- The Washington Times - Tuesday, February 20, 2007

3:24 p.m.

The Supreme Court today overturned a $79.5 million award to the widow of a smoker, putting in doubt the prospects of future high-dollar jury awards against big businesses.

The high court ruled 5-4 in favor of Altria Group Inc., the parent company of Philip Morris USA and Kraft Foods Inc., which contested an Oregon Supreme Court verdict.

Justice Stephen G. Breyer, writing for the majority, said the jury in Oregon could not take into consideration harm done by cigarettes to other smokers whose cases were not brought before a court. Chief Justice John G. Roberts Jr. and Justices Samuel A. Alito Jr., Anthony M. Kennedy and David H. Souter made up the rest of the majority.

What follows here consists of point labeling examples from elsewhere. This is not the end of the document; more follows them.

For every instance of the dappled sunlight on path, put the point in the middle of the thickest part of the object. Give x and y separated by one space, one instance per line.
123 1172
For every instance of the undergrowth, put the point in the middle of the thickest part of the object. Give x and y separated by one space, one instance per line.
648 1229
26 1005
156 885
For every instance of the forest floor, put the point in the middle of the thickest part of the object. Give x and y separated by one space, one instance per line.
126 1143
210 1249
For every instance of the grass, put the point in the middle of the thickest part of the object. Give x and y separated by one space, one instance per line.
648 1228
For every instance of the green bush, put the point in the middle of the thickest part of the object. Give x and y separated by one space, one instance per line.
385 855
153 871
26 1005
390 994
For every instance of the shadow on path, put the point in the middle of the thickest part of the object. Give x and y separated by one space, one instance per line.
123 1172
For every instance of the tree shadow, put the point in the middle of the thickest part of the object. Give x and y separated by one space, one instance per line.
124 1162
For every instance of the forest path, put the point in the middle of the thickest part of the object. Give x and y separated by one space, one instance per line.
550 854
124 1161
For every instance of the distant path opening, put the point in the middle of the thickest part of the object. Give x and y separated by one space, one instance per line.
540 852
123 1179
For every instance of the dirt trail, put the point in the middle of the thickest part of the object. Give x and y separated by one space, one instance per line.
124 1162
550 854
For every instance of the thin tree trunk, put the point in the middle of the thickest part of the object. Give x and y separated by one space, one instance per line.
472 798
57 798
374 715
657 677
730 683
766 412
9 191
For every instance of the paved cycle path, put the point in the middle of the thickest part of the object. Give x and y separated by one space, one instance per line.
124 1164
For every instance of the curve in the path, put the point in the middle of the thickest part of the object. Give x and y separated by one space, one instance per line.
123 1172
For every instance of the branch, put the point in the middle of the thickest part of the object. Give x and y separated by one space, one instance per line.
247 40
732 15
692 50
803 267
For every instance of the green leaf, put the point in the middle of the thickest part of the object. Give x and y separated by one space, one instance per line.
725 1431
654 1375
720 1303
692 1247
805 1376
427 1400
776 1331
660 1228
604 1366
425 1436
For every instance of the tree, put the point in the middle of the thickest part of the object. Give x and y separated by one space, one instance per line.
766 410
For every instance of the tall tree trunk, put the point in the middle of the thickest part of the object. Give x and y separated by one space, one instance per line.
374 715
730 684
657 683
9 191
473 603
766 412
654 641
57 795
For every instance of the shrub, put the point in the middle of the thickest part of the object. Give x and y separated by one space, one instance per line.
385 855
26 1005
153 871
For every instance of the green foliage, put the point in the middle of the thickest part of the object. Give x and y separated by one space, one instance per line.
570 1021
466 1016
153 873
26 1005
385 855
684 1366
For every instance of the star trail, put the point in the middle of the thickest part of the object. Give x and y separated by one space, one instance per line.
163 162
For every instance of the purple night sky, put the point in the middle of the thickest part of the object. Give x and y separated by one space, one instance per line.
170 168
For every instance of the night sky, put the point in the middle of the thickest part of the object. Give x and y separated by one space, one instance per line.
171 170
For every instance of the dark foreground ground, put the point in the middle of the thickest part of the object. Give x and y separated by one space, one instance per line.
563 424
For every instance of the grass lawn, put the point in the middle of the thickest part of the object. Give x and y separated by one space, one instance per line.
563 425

Mayola Williams sued Philip Morris for fraud on behalf of her husband, a two-pack-a-day smoker for 45 years, who died of lung cancer nine years ago.

The day was not a total success for cigarette makers, however, as the high court turned down the industry’s bid to overturn a 75-cent-per-pack fee on Minnesota residents the state imposed to help pay for health care costs.

The justices, without comment, rejected industry claims that the tax violates the 1998 settlement between the state and the nation’s largest cigarette makers.

Reynolds American Inc., R.J. Reynolds Tobacco Co. and Loews Corp.’s Lorillard Tobacco Co. joined Philip Morris’ challenge to the fee.

Slightly more than one-fifth of U.S. adults smoked cigarettes in 2005, down from 25 percent of the country’s adults a decade ago. The tobacco industry is still paying states a total of $200 billion after a 1998 settlement.